Monday, March 14, 2011

The Niagara-on-the-Lake Historical Society Museum

In a couple weeks I will be starting my internship, which I will be completing at the Niagara Historical Society & Museum. It’s a small museum tucked behind the main strip of the historic old town. It was founded in 1895 by the Niagara Historical Society, who quickly realized the importance of saving artefacts for future generations. The collection of historical records and artefacts was started in 1896 in hopes that it would promote the study of Canadian history and literature in the years to come. The idea was to build Canadian loyalty and patriotism such as that in the United States.

In 1906, Janet Carnochan, President of the Society, took on the committed leadership of the project and gathered sufficient funds to start the construction of Memorial Hall. It was originally just next to the 1875 school house, however in the 1970s the society purchase the school house, connected the two buildings and moved exhibits into it as well. Memorial Hall was built to commemorate the United Empire Loyalists of the 1780s who founded Niagara and was the first building in Ontario designed only for the use of a museum.
Sir Isaac Brock's hat
The museum plays host to the ongoing War of 1812 exhibit. It holds artefacts, records, books and other materials dating back to the early 1800s. The most prized possession of the museum in Sir Isaac Brock’s hat from the War of 1812. This exhibit is the museum’s main focus right now, as the town is preparing to celebrate the War of 1812 Bicentennial.

Another permanent exhibit is called “Our Story”. This holds the history of Canada’s native peoples and Niagara’s history from the start. Artefacts and records in this exhibit date back to 10,000 years ago.
The upper level of Memorial Hall is called the “Janet Carnochan Gallery”. This showcase is changed on a regular basis. It holds a variety of artefacts such as early Canadianna furniture to Native paintings. Other exhibits come and go twice a year in the back section of Memorial Hall.

There are also two virtual exhibits on the museum website; “Sweet Memories: A photo essay of Niagara-on-the-Lake's marine heritage” and “1812 History”. They can be seen here.

The museum in 1927
In the spring of 2011 there will be a new exhibit called “50 Years of Shaw” to commemorate the Shaw Festival Theatre. This will be a great showcase for theatre lovers.
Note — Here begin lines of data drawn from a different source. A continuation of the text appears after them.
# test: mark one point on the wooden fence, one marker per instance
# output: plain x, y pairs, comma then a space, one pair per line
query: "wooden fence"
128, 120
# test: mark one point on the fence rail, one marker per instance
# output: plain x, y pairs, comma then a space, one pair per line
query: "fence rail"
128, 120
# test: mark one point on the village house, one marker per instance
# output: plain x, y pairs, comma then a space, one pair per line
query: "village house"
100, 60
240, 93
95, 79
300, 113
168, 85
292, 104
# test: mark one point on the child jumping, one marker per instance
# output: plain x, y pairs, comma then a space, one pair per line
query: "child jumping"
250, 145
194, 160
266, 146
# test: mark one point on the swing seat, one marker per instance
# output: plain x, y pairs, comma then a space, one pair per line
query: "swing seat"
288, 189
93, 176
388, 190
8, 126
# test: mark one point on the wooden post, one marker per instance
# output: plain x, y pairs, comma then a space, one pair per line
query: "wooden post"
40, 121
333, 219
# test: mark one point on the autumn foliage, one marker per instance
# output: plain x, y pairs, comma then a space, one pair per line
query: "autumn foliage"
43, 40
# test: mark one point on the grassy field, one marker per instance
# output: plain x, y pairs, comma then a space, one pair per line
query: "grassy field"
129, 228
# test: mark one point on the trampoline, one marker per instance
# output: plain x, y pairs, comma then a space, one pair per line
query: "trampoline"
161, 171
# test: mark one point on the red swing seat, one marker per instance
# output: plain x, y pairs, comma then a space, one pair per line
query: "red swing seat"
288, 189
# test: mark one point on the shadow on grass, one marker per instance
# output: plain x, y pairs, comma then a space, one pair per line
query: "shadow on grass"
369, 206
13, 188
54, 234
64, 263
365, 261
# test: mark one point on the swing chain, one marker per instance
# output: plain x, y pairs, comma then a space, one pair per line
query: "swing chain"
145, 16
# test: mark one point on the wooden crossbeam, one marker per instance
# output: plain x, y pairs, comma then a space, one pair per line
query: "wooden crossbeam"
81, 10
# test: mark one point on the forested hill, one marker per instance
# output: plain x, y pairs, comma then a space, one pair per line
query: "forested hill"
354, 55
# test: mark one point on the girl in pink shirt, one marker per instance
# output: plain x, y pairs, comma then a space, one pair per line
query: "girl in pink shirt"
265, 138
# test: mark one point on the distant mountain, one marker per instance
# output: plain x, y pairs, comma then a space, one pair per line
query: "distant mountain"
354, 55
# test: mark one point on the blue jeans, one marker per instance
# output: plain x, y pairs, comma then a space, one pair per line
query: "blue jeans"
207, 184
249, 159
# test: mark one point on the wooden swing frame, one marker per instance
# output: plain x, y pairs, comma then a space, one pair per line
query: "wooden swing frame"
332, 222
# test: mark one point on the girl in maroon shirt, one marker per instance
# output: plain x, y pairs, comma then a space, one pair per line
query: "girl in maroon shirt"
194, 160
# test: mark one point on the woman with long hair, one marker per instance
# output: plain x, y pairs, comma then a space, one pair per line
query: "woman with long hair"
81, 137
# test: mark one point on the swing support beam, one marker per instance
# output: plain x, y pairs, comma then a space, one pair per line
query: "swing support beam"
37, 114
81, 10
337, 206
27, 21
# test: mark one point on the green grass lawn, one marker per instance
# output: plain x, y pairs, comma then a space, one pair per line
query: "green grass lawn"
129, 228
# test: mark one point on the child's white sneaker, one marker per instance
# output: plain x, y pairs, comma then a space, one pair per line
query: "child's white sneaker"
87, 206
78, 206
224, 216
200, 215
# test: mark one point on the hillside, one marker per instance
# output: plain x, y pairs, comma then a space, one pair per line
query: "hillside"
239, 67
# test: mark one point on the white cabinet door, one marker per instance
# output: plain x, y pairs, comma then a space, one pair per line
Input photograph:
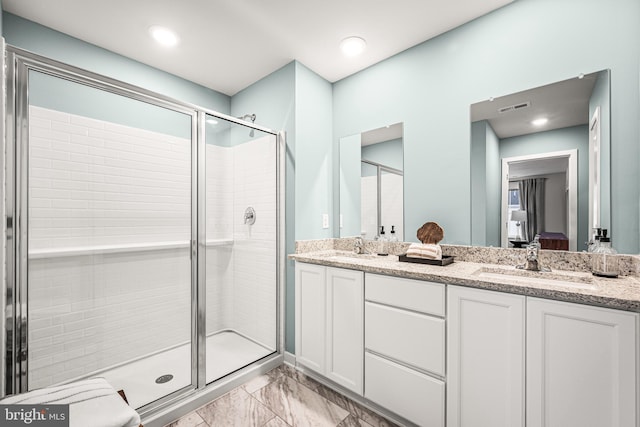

I strongly recommend you check out some of the exhibits, and if you’re not interested in the artefacts then just got to see the buildings. Or come visit me in April!

Museum Hours
May - October 10 - 5 daily
November - April 1 - 5 daily

The museum is closed on the following holidays: New Year’s Day, Good Friday, Easter Monday, Christmas Eve, Christmas Day and Boxing Day.

Admission costs
Adults $5
Seniors $3
Students $2
Children $1

43 Castlereagh Street
Niagara-on-the-Lake Ontario, Canada


  1. This sounds really interesting. They will probably keep you very busy working on promotion of the bicentennial! I hope you keep blogging to let us know how it all goes at the end of April.

  2. I did not even know this museum existed, but after reading your post I think it would be a really interesting place to visit!

  3. I didn't know that this museum existed either, but I think that it's really sweet. I like that it has Brock's hat, that's really special and the admission price is exceptionally reasonable too. Very nice! I would really like to attend this place!

  4. I had the opportunity to visit this museum last summer. I work at one of the Ontario Travel Information Centres, and we get to visit to many local museums and tourist destinations. My co-workers and I found this museum very interesting. Now that I know more about it, it is something that I can suggest to tourists who are looking for an interesting place to go.